Folic acid: Folate is a B vitamin (B9) found in leafy green vegetables such as asparagus and broccoli, liver and kidney, nuts, lentils and seeds, and oranges. It's critically important very early in pregnancy (in the first 28 days) when the brain and spine of the baby are developing.
All the B vitamins are water-soluble, which means your body doesn't store them – you have to top up your B9 levels every day. In South Africa, all bread and maize are fortified with vitamins and minerals, including folic acid, which is the synthetic form of folate.

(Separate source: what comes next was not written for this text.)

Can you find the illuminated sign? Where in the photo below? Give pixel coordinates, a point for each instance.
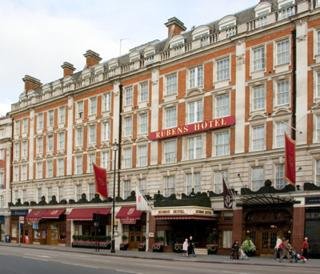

Dr Soha Said, a consultant obstetrician at Corniche Hospital in Abu Dhabi, United Arab Emirates, advises women to begin taking folic acid a month before they conceive and to continue for the first three months of pregnancy.
Iron: "If you're at high risk of iron deficiency, take supplementation from around 16 weeks of pregnancy, when the demands of the foetus for iron start to increase," says Dr Kalian.
Omega 3s: Dr Deborah Pufal, a senior lecturer in nutrition at Huddersfield University in the UK, notes that a woman's diet during pregnancy is critical for the baby's brain development. For this reason, she says, you must get enough omega 3 fatty acids, which are involved in brain development.
Fish oils are the best and most easily available source, but because so many marine fish have high levels of contaminants, current advice is that we should eat no more than two to three portions a week. Alternatives are soya and linseed oils, walnuts and enriched eggs.